TLDR: Reads should be trimmed before mapping. The sort-by-position, mark duplicates with picard, re-sort by seqname workflow is likely to introduce errors on several levels, apart from the fact that --non_directional mapping and deduplication are not advised for this dataset in the first place. Attached is a MultiQC report of the file in questions for the 3 different mapping modes.

I hope this helps.

multiqc_report.html.zip

yangdingyangding commented 2 years ago

Thank you for your detailed answer and analysis!

We noticed that you have already provided a protocol at the bismark homepage (https://www.epigenesys.eu/en/protocols/bio-informatics/483-quality-control-trimming-and-alignment-of-bisulfite-seq-data-prot-57), where you have mentioned not removing duplicates for RRBS samples (but did not mention using deduplicate_bismark instead of third-party tools). Is there any additional resource we could refer to for better design of the analysis pipeline?

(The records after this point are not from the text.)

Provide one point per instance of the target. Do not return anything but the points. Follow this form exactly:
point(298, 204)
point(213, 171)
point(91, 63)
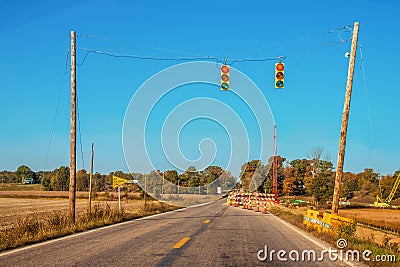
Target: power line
point(118, 55)
point(367, 100)
point(139, 45)
point(197, 57)
point(80, 133)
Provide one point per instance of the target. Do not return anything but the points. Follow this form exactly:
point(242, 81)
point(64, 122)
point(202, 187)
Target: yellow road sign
point(118, 181)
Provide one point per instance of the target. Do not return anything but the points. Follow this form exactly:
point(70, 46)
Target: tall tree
point(24, 172)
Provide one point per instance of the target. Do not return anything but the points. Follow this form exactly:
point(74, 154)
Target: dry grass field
point(382, 217)
point(15, 205)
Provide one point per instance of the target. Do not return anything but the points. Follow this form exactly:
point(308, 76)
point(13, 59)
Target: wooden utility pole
point(72, 147)
point(275, 167)
point(90, 180)
point(345, 120)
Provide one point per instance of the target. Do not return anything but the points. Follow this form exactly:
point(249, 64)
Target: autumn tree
point(24, 172)
point(60, 179)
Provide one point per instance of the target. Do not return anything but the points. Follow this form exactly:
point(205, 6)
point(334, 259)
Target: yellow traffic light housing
point(279, 75)
point(225, 79)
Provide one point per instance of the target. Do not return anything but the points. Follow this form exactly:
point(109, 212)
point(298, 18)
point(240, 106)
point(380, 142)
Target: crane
point(380, 202)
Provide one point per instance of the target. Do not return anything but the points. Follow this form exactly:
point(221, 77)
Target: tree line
point(311, 176)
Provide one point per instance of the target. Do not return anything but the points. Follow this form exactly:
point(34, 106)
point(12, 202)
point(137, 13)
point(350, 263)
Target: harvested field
point(381, 217)
point(12, 209)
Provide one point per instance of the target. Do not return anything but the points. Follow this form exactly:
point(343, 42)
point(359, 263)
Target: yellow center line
point(182, 242)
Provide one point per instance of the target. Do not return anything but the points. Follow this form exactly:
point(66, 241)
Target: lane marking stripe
point(182, 242)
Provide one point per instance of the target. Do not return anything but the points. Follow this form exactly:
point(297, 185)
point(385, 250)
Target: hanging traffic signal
point(279, 75)
point(225, 80)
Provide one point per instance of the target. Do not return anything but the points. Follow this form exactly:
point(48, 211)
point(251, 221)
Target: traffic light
point(279, 75)
point(225, 82)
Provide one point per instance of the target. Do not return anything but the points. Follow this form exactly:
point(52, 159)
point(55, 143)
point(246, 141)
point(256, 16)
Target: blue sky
point(35, 40)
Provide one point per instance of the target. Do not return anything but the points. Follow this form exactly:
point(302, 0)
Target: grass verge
point(388, 253)
point(32, 229)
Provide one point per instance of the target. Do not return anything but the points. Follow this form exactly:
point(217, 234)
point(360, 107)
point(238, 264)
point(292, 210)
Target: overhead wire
point(197, 57)
point(138, 45)
point(367, 103)
point(80, 133)
point(118, 55)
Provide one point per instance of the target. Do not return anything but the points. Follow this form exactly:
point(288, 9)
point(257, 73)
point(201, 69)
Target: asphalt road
point(210, 235)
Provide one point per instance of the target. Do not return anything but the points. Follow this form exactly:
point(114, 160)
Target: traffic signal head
point(225, 80)
point(279, 75)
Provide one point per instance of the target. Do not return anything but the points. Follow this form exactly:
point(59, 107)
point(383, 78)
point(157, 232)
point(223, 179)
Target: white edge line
point(93, 230)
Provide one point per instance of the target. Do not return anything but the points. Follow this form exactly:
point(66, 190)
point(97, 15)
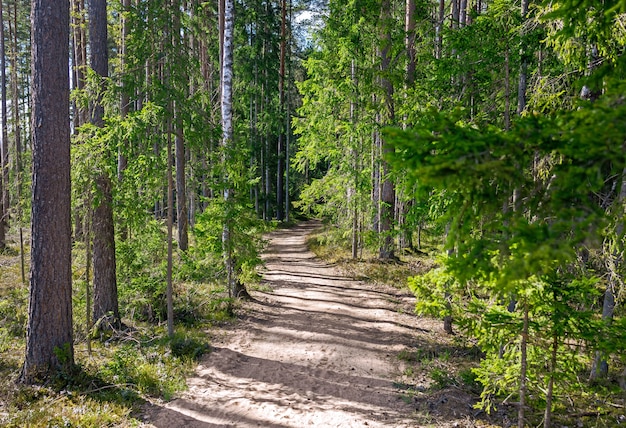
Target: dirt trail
point(319, 350)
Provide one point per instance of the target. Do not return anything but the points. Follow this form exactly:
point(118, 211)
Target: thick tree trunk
point(49, 341)
point(104, 276)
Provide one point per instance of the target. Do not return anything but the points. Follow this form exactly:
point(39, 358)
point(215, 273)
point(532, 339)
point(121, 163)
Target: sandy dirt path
point(318, 350)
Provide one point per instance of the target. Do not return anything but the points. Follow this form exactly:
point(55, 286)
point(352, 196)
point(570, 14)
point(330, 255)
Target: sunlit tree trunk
point(106, 308)
point(236, 289)
point(49, 338)
point(4, 144)
point(388, 194)
point(280, 168)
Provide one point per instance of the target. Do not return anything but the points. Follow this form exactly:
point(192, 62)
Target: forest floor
point(317, 348)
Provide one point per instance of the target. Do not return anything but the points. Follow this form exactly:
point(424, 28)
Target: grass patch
point(109, 384)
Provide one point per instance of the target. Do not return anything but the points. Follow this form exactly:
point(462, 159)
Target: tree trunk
point(4, 144)
point(170, 219)
point(181, 186)
point(280, 159)
point(523, 72)
point(49, 339)
point(523, 367)
point(5, 134)
point(236, 288)
point(388, 197)
point(106, 308)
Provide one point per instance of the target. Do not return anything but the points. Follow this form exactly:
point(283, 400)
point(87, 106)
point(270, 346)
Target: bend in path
point(319, 350)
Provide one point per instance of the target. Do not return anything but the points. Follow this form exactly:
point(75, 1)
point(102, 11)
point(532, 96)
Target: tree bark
point(49, 339)
point(106, 308)
point(388, 196)
point(4, 144)
point(5, 133)
point(280, 159)
point(236, 288)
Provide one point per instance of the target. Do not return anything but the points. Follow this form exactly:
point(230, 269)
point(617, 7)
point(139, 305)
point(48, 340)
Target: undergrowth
point(114, 374)
point(440, 373)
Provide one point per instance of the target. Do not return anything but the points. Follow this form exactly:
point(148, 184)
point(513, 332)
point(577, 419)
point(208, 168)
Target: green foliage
point(145, 371)
point(205, 258)
point(526, 252)
point(141, 273)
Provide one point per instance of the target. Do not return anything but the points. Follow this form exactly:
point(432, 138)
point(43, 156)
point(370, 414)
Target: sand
point(317, 350)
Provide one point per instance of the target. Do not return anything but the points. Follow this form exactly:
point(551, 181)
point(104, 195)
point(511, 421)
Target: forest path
point(318, 350)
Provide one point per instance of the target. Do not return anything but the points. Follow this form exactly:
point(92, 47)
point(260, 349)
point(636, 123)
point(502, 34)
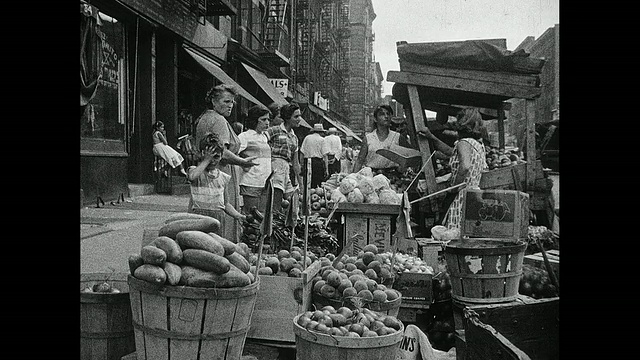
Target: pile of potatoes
point(284, 263)
point(356, 277)
point(189, 252)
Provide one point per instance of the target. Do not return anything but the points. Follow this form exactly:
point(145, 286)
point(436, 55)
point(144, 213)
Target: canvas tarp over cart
point(447, 76)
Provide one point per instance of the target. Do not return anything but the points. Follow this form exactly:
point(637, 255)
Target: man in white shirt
point(312, 148)
point(333, 150)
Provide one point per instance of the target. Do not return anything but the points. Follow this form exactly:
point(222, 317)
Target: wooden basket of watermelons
point(192, 292)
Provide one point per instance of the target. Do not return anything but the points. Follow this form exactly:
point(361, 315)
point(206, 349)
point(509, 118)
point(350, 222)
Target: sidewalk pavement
point(109, 234)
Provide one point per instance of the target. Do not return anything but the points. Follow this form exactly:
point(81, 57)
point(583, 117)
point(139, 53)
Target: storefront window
point(104, 116)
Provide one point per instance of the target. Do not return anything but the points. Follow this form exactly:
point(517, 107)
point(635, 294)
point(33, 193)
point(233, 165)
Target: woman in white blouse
point(380, 138)
point(253, 142)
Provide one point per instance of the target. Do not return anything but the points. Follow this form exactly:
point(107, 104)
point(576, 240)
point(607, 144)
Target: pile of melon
point(189, 252)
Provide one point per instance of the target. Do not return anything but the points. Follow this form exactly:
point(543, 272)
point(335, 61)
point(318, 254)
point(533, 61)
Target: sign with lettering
point(281, 85)
point(495, 213)
point(380, 232)
point(416, 288)
point(319, 101)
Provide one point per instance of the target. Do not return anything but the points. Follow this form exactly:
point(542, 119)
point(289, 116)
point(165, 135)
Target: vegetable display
point(188, 252)
point(359, 322)
point(360, 277)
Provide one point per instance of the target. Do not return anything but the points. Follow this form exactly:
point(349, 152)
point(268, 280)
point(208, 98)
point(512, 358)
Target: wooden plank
point(185, 316)
point(356, 224)
point(275, 306)
point(280, 299)
point(416, 288)
point(154, 314)
point(464, 85)
point(380, 232)
point(491, 76)
point(533, 327)
point(131, 356)
point(136, 315)
point(218, 318)
point(531, 143)
point(501, 128)
point(502, 178)
point(417, 118)
point(461, 345)
point(485, 343)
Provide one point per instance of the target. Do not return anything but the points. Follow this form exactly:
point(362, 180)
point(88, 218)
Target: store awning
point(342, 128)
point(263, 81)
point(219, 74)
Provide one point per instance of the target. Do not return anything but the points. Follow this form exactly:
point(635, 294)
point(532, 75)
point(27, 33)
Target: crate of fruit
point(414, 281)
point(283, 294)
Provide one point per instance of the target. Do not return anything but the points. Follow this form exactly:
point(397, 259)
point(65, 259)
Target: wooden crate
point(495, 214)
point(416, 289)
point(528, 330)
point(375, 222)
point(431, 251)
point(278, 301)
point(461, 345)
point(512, 177)
point(538, 261)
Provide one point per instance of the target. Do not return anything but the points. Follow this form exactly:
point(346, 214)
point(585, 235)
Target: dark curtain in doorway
point(90, 53)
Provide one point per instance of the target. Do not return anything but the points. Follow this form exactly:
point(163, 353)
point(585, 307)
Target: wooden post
point(530, 113)
point(417, 119)
point(501, 127)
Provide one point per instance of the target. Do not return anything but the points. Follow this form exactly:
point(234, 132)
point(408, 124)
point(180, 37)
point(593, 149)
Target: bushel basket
point(484, 270)
point(312, 345)
point(182, 322)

FelixKrueger commented 2 years ago

I don't think there is a specific resource, but I here is a guide to RRBS data we have written a while ago: RRBS Guide

This is the pipeline we are using internally for RRBS data (taken from this Nextflow pipeline)

SYNOPSIS:
    This workflow runs a reduced-representation Bisulfite-seq (RRBS) processing pipeline on FastQ files. This includes QC,
    quality-/adapter- and RRBS-trimming, contamination QC (post-trimming), alignments to a genome using Bismark,
    NO deduplication, methylation extraction, coverage file generation, and finally generates an aggregate MultiQC report.
    The workflow is suitable for any RRBS sequencing experiment using MspI. Here is a graphical representation of the workflow:

    --- FastQC
    --- Trim Galore
        |
        --- FastQ Screen
        --- FastQC
        --- Bismark 
            |
            --- Bismark methylation extraction             
    --- bismark2report*
    --- bismark2summary*
    --- MultiQC*

And finally, here are some slides and exercises we used for a methylation data analysis training course. I hope this will help?

yangdingyangding commented 2 years ago

Great, we'll try these and let you know if we have any further problems. Thanks again for your help!